Outdoor- und Abenteuerpädagogik - in Abenteuern lernen

Hauptziel der Outdoor- und Abenteuerpädagogik ist die Förderung individueller Fertigkeiten zur Lebensbewältigung und die Fähigkeit zu zwischenmenschlicher Kooperation und Kommunikation im Alltagsumfeld.

ZIELE:

Persönlichkeitsentwicklung

Abenteuerpädagogik fördert die Selbstwahrnehmung und Reflexionsfähigkeit durch Offenlegung persönlicher Grenzen, Klärung von Zielen und Definition von Rolle und Verantwortung in der Gemeinschaft. Am Ende sollte ein höheres Selbstbewusstsein stehen.

Soziale Kompetenz
Abenteuerpädagogik steigert kommunikative Kompetenz und Fertigkeiten durch konstruktives Feedback, gemeinsame Arbeitsvereinbarungen und Empathie.

Lernbereitschaft
Abenteuerpädagogik fördert die individuelle Zielfindung und ermöglicht Herausforderungen als Motivatoren zur Selbstverwirklichung zu erkennen.

Werthaltungen
Abenteuerpädagogik regt zur Bildung grundlegender Einstellungen durch gemeinsame Zieldefinitionen und Entwicklung von Verhaltensnormen an.

Problemlösungsfähigkeit
Abenteuerpädagogik unterstützt den Paradigmenwandel weg von Problemorientierung hin zur Lösungsorientierung.

Vertrauen
Vertrauen erlaubt etwas mit anderen Menschen zu teilen, ohne die Furcht davor zu haben, ausgelacht oder ignoriert zu werden. Vertrauen ist die Basis dafür Herausforderungen zu wagen; immer in dem Bewusstsein, dass andere helfen.

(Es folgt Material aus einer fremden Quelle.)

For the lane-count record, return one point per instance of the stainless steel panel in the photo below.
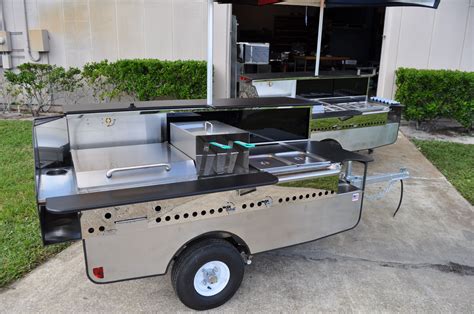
(115, 129)
(361, 138)
(290, 162)
(93, 164)
(145, 247)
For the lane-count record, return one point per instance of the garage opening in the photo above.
(281, 40)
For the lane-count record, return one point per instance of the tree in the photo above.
(9, 93)
(39, 83)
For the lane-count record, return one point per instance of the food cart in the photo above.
(192, 186)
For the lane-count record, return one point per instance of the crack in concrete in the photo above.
(450, 267)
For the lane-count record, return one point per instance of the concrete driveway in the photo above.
(422, 260)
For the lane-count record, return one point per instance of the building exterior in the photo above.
(81, 31)
(427, 39)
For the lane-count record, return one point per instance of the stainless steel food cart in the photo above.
(198, 186)
(159, 183)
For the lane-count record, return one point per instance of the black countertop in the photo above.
(87, 201)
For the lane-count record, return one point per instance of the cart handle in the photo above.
(243, 144)
(220, 145)
(110, 172)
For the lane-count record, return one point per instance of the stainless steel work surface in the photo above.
(130, 166)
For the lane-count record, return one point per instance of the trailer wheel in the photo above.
(207, 274)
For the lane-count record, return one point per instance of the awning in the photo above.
(341, 3)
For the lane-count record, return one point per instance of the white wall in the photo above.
(92, 30)
(427, 39)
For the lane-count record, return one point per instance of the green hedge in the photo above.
(433, 94)
(148, 79)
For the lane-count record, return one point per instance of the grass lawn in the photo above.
(21, 248)
(455, 161)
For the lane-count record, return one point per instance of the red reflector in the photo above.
(98, 272)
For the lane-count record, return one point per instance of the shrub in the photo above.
(147, 79)
(39, 83)
(433, 94)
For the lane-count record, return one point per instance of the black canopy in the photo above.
(342, 3)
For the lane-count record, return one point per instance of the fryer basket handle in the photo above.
(110, 172)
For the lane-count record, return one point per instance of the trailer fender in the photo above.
(233, 239)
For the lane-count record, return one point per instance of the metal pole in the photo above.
(320, 35)
(210, 45)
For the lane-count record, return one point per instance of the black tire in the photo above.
(192, 259)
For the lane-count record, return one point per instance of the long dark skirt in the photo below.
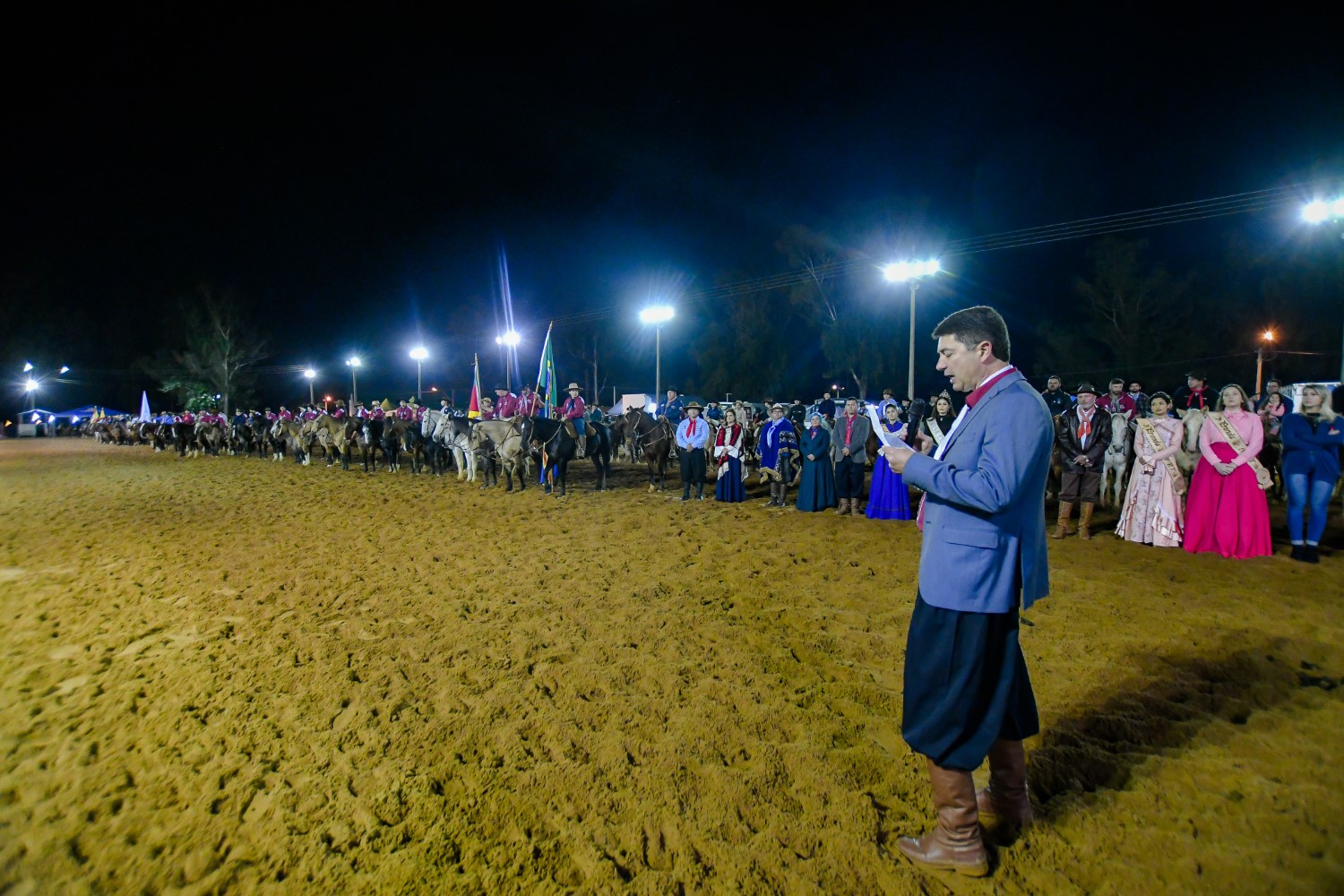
(967, 685)
(728, 487)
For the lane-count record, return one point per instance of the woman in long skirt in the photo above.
(1226, 509)
(728, 457)
(817, 485)
(887, 495)
(1152, 512)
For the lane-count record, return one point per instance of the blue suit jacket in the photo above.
(984, 538)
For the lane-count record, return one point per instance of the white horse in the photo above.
(453, 433)
(1118, 458)
(1188, 454)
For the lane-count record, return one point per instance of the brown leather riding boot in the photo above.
(1005, 797)
(954, 844)
(1085, 520)
(1066, 509)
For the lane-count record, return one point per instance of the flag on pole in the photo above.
(473, 408)
(546, 375)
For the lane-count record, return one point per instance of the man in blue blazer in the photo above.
(967, 691)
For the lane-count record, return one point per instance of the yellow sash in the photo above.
(1262, 477)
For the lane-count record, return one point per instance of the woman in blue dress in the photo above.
(817, 485)
(728, 457)
(887, 497)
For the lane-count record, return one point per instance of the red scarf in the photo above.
(1085, 425)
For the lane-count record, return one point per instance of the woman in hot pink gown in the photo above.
(1152, 512)
(1226, 509)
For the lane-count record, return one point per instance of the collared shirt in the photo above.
(693, 433)
(970, 402)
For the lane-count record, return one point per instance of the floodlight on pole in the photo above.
(1268, 336)
(418, 354)
(658, 316)
(910, 273)
(354, 382)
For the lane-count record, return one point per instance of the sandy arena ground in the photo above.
(225, 675)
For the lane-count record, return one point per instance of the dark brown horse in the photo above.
(655, 438)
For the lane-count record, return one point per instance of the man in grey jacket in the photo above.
(849, 437)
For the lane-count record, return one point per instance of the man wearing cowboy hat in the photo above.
(672, 409)
(505, 403)
(573, 410)
(1082, 435)
(691, 435)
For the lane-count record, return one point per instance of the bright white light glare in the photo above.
(658, 314)
(897, 271)
(1316, 211)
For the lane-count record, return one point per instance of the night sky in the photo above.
(355, 180)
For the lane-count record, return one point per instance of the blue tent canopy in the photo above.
(89, 410)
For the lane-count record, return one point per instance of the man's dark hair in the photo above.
(975, 325)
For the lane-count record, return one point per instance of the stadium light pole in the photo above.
(1268, 336)
(510, 340)
(658, 316)
(419, 354)
(910, 273)
(1317, 212)
(354, 382)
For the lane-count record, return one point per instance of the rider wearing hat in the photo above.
(691, 435)
(672, 409)
(1082, 435)
(573, 410)
(505, 403)
(529, 403)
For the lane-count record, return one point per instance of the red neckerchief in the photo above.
(978, 392)
(1085, 425)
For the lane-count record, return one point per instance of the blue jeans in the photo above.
(1308, 490)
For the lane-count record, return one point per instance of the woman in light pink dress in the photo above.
(1226, 509)
(1152, 512)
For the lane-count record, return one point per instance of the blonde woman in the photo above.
(1312, 440)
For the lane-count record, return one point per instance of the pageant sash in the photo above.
(1155, 443)
(1262, 477)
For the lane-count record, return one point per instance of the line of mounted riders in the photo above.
(437, 444)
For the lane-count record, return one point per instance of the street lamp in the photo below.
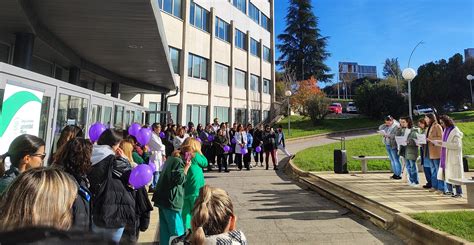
(288, 95)
(408, 74)
(470, 78)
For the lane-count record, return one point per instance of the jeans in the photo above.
(412, 171)
(394, 160)
(457, 187)
(427, 170)
(115, 234)
(435, 183)
(171, 224)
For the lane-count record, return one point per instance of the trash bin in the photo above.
(340, 158)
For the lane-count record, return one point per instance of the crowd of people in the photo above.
(437, 142)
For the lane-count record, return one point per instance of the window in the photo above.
(241, 5)
(196, 114)
(254, 47)
(266, 86)
(266, 54)
(199, 17)
(197, 67)
(222, 29)
(171, 6)
(254, 13)
(222, 74)
(174, 56)
(240, 79)
(254, 82)
(240, 39)
(222, 113)
(265, 22)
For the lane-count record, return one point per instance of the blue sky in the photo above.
(369, 31)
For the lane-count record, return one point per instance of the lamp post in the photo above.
(408, 74)
(470, 78)
(288, 95)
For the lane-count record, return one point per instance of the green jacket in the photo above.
(169, 192)
(195, 177)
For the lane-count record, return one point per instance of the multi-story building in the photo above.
(222, 53)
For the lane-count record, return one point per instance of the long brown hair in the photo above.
(212, 212)
(39, 197)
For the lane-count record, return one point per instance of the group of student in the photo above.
(84, 193)
(223, 145)
(438, 144)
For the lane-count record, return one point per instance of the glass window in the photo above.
(254, 82)
(240, 39)
(222, 29)
(240, 79)
(254, 47)
(174, 56)
(222, 74)
(254, 13)
(241, 5)
(266, 54)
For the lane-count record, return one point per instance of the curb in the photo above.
(402, 225)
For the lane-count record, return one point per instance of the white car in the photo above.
(422, 110)
(351, 108)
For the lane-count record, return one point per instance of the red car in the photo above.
(335, 108)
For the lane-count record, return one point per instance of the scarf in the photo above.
(443, 149)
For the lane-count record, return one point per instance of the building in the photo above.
(222, 53)
(468, 53)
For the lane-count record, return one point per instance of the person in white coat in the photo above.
(240, 137)
(158, 153)
(451, 166)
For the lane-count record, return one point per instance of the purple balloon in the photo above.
(134, 128)
(144, 136)
(140, 176)
(96, 130)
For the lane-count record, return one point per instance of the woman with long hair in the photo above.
(75, 159)
(194, 178)
(25, 152)
(214, 220)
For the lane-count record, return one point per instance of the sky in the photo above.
(370, 31)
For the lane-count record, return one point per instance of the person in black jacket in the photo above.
(74, 158)
(113, 200)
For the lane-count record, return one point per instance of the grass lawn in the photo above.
(460, 223)
(320, 158)
(301, 126)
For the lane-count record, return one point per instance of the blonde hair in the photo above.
(211, 214)
(39, 197)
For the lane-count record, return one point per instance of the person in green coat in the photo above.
(194, 179)
(169, 194)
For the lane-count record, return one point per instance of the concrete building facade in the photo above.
(222, 53)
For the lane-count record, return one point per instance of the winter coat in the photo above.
(435, 132)
(454, 166)
(169, 192)
(113, 201)
(240, 141)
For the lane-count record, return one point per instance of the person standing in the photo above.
(389, 129)
(169, 194)
(451, 166)
(410, 150)
(433, 152)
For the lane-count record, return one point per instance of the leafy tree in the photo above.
(303, 49)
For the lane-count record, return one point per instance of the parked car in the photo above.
(422, 110)
(351, 108)
(335, 108)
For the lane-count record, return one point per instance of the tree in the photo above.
(303, 49)
(305, 90)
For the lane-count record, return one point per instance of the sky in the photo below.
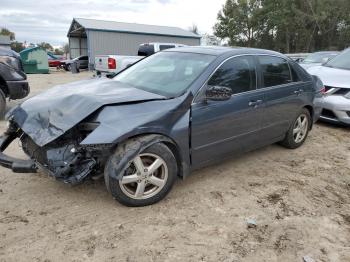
(49, 20)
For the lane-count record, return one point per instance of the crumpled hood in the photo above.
(49, 115)
(332, 76)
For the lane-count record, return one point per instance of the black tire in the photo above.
(290, 140)
(114, 187)
(2, 105)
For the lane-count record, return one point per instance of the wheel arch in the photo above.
(3, 86)
(311, 111)
(139, 142)
(171, 144)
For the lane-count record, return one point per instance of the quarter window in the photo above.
(237, 73)
(163, 47)
(275, 71)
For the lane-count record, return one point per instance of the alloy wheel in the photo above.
(145, 177)
(300, 128)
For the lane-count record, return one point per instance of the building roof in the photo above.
(5, 40)
(113, 26)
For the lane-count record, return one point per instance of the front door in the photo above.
(221, 128)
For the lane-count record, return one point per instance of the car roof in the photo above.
(327, 52)
(221, 50)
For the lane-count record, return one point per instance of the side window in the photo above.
(163, 47)
(295, 75)
(237, 73)
(275, 71)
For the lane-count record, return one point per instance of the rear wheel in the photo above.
(299, 130)
(148, 178)
(2, 104)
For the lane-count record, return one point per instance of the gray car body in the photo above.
(201, 131)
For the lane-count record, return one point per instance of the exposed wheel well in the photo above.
(311, 111)
(176, 153)
(3, 86)
(170, 143)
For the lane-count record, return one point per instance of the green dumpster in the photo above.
(35, 60)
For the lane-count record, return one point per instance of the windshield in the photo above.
(341, 61)
(166, 73)
(317, 57)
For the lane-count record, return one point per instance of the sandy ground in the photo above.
(299, 199)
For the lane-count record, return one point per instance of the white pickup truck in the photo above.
(112, 64)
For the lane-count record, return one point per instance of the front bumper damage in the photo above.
(335, 109)
(15, 164)
(64, 159)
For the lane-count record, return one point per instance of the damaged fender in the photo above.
(119, 125)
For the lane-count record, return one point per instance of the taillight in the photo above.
(112, 64)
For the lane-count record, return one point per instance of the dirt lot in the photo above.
(300, 200)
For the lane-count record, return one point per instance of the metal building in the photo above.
(5, 41)
(97, 37)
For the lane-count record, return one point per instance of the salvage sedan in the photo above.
(170, 113)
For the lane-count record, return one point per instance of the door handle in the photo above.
(299, 92)
(255, 103)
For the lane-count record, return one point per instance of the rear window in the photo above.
(164, 47)
(146, 50)
(275, 71)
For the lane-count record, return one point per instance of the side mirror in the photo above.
(325, 60)
(218, 93)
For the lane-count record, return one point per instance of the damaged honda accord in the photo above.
(165, 116)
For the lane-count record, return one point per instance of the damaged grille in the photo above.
(65, 159)
(330, 90)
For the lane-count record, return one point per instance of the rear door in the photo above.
(283, 95)
(221, 128)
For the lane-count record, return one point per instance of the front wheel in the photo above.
(298, 131)
(148, 178)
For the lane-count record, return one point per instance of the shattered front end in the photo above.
(64, 158)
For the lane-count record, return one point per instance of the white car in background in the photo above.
(318, 58)
(113, 64)
(335, 75)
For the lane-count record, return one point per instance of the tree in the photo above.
(7, 32)
(286, 25)
(238, 22)
(17, 46)
(46, 46)
(194, 29)
(58, 51)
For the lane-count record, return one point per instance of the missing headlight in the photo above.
(88, 126)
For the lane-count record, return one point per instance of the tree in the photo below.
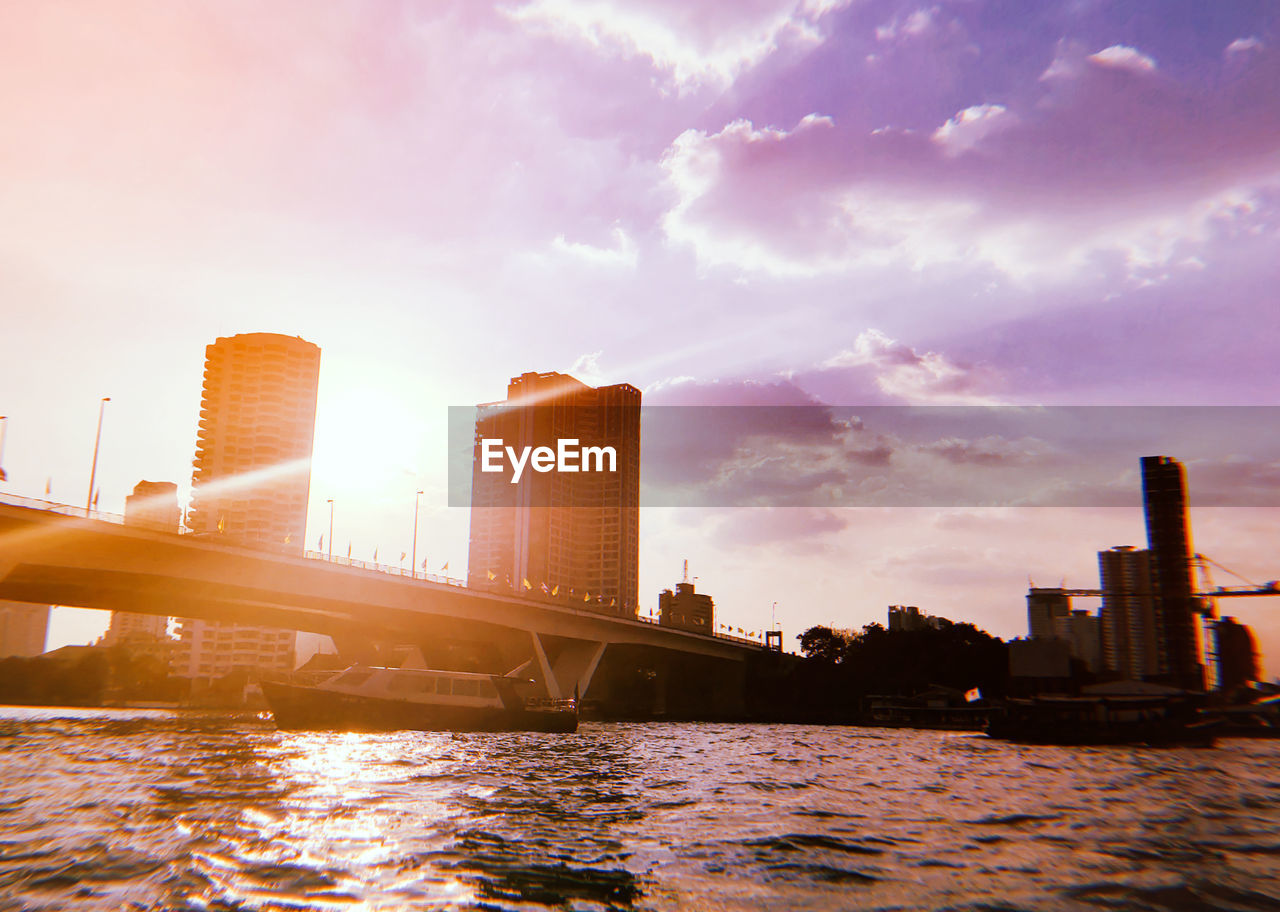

Eine Atmosphäre der gegenseitigen Unterstützung trägt wesentlich dazu bei, dass man sich angenommen und akzeptiert fühlt. Lob und Anerkennung zu geben und anzunehmen ist ein Schwerpunkt aller abenteuerpädagogischen Projekte.

Kommunikationsfähigkeit
In jeder Gruppe herrschen Umgangsregeln. Die Abenteuerpädagogik plädiert für einen möglichst klaren Umgang miteinander und bespricht regelmäßig die Grundlagen für Zusammenarbeit.

Kooperationsfähigkeit
heißt den Einzelnen in der Gruppe fördern.
Vordringliche Haltung ist win/win. Wenn alle gewinnen, fühlt sich niemand ausgegrenzt. Das Gewicht liegt auf der gegenseitigen Unterstützung, um das gemeinsame Gruppenziel zu erreichen.

Spaß
ist nicht nur wichtig, sondern ein wesentlicher Bestandteil der Abenteuerpädagogik. Mit Spaß sind Menschen stärker motiviert, ihre Aufmerksamkeit ist höher und ihr Energiepotenzial größer.

Ein Lehren, das aus dem Erleben kommt, wird immer zu Herzen gehen.